Mark Zuckerberg made news this week when he posted a picture of himself at his desk. The news was supposed to be Instagram's announcement of 500 million active users.
But what made news was the laptop computer in the background, presumably Zuckerberg's, that appeared to show a piece of tape over the built-in camera. Why would Zuckerberg do that, if indeed he did?
Perhaps because of the pervasive and growing presence of malware threats, some of which are capable of taking over a device's camera and microphone. If Zuckerberg taped over his camera, he's not alone. Plenty of high-profile people do – and for good reason.
Hackers are more sophisticated and actively target high profile people. Also this week, Bloomberg News reported that Russian hackers appeared to have targeted the Clinton Foundation computer network, as well as systems operated by the Democratic National Committee.

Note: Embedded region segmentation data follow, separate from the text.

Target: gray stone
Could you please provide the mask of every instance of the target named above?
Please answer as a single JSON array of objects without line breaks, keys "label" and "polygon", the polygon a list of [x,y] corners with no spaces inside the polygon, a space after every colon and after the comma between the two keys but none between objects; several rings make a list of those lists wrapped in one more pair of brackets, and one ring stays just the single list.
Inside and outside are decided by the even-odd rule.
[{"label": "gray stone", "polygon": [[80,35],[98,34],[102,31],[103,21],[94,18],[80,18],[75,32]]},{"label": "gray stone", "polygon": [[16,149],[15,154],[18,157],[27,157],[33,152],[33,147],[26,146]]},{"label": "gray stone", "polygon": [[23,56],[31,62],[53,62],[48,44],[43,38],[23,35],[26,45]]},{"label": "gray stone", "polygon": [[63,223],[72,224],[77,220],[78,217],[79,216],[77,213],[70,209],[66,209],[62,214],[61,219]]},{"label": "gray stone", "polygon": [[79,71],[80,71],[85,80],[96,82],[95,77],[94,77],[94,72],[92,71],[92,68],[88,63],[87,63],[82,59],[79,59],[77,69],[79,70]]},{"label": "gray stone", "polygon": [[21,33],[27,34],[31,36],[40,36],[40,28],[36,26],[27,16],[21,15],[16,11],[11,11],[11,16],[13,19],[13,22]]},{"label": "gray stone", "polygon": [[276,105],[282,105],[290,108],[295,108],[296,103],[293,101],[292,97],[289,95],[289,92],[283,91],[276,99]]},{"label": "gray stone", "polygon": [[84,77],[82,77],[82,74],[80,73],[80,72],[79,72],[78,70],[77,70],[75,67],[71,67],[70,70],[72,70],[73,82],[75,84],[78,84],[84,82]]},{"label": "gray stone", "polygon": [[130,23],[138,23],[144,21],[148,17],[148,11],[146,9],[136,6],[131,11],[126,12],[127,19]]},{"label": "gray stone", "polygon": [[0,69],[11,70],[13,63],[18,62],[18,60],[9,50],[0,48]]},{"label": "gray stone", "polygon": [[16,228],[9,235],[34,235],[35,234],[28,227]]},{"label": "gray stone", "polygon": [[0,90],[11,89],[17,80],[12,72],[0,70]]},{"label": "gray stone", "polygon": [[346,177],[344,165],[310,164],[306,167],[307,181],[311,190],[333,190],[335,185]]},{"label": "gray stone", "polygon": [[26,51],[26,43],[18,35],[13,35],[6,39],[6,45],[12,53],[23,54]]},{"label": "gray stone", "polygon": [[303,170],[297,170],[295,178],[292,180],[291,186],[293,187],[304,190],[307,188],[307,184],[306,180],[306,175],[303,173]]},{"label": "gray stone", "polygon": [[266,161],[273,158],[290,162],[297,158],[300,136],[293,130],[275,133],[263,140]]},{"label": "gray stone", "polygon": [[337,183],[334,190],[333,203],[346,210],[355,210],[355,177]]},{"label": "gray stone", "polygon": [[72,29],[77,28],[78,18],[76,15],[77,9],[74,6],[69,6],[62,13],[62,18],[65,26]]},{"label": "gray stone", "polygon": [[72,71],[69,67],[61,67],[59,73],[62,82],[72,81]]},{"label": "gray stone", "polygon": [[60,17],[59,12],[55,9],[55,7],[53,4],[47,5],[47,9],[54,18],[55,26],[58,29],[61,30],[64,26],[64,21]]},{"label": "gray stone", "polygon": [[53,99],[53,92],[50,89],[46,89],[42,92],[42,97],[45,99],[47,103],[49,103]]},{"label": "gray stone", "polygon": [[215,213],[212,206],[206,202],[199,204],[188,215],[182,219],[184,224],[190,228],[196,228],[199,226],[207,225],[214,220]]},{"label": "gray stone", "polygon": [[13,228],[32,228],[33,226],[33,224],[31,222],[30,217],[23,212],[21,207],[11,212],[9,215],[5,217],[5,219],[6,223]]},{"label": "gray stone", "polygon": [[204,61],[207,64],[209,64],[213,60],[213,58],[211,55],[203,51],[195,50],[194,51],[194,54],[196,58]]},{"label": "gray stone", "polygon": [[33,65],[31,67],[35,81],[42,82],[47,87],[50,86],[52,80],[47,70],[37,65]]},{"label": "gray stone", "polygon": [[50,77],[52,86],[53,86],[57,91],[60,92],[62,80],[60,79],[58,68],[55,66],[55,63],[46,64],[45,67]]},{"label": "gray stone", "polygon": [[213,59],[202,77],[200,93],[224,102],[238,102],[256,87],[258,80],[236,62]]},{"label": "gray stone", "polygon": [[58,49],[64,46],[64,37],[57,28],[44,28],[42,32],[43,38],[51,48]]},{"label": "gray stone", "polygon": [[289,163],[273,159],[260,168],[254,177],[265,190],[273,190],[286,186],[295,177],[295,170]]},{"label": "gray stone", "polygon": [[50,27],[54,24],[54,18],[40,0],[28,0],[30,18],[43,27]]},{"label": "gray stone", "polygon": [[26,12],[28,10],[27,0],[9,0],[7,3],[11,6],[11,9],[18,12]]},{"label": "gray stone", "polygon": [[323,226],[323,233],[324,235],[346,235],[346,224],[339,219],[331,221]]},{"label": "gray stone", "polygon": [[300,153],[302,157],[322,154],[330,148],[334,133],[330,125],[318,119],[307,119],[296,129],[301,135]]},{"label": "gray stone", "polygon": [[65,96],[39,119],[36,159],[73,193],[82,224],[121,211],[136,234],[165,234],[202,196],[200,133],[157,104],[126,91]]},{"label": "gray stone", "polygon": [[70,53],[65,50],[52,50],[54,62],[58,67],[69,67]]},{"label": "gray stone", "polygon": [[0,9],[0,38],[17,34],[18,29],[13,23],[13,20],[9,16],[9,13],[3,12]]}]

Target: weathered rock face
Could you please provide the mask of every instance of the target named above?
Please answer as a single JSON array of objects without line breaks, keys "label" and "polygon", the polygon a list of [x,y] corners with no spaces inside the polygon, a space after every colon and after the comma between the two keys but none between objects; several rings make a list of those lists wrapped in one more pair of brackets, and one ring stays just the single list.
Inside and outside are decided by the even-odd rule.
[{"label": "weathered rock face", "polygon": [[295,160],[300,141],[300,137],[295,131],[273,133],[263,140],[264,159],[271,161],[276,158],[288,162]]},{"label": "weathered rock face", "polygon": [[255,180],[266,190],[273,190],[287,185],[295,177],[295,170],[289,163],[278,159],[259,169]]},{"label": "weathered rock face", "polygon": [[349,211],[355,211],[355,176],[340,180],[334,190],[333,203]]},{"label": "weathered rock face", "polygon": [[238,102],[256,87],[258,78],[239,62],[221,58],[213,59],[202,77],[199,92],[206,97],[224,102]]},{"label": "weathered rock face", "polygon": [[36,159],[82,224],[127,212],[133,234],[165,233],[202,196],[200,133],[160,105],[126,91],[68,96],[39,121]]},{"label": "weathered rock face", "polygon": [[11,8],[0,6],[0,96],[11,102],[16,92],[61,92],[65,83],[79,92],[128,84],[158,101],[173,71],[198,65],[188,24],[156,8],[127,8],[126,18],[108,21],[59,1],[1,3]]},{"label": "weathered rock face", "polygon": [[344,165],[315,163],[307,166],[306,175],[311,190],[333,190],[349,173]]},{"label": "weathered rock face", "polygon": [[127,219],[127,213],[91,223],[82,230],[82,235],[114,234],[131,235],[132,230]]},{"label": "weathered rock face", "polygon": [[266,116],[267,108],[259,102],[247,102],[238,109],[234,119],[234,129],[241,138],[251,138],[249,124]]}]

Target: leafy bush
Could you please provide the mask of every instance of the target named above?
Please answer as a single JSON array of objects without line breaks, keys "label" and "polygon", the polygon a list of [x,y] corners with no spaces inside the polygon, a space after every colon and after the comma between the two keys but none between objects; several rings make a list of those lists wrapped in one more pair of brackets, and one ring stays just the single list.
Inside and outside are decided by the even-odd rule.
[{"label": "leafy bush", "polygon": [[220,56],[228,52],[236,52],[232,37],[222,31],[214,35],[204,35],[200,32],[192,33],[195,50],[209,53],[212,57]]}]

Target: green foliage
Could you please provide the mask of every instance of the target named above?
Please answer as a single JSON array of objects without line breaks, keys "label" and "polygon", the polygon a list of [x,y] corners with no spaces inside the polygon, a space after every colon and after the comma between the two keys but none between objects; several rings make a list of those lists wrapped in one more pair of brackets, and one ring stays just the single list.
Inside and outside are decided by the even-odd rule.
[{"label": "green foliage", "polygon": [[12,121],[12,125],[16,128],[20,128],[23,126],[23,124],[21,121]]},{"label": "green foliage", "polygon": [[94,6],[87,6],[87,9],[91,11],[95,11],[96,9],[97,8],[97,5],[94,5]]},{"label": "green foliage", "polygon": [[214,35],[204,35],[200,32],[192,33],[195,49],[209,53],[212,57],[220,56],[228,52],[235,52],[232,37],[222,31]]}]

The news agency says the data breach was first discovered last week. It reported the Clinton Foundation had not been officially notified and had no comment.
The headlines from a single week serve to underscore vulnerabilities of an inter-connected world, from major institutions to a single consumer checking email at home.
These days, computer users large and small fear the threat of ransomware. When a hacker tricks someone into opening an attachment or clicking on a link, this software can take over a computer or network and lock it down.
The only way for the victim to regain use of his or her files is to pay a ransom to the hackers. In recent months, ransomware hackers have targeted hospitals, with some measure of success.
“The threat of ransomware is very real and IT professionals are increasingly realizing traditional solutions are failing,” said Stu Sjouwerman, CEO of KnowBe4. “IT pros agree that end-user security awareness training is one of the most effective security practices to combat these ransomware threats.”
KnowBe4 has just released a study covering two years, measuring awareness and concern of the ransomware threat. It found that 79% of organizations it surveyed are “extremely concerned” about ransomware threats.
What was more eye-opening, the survey found that 38% of the organizations in the survey had already been hit by ransomware.
Older threats still around
Meanwhile, Sophos, a security software firm, says older malware threats are still prevalent and might even been more dangerous than ransomware. Writing in its Naked Security blog, the company notes that when you're hit with ransomware, you know it right away.
But if a hacker tricks you into downloading a keylogger, it might be weeks before you discovered it. Since a keylogger records keystrokes on a computer, a hacker can then get access to log-ins and passwords to bank accounts and other sensitive information.
McAfee, another security software company, reports a rise in a nasty little thing called Pinkslopbot, a backdoor trojan with worm-like abilities that also targets passwords. The company said it believed the malware was defeated in 2013, but that it has returned with a vengeance.
The best defense against these threats might ultimately be some healthy paranoia – the type Zuckerberg may have displayed this week. Be extremely careful about handling attachments – even from known sources.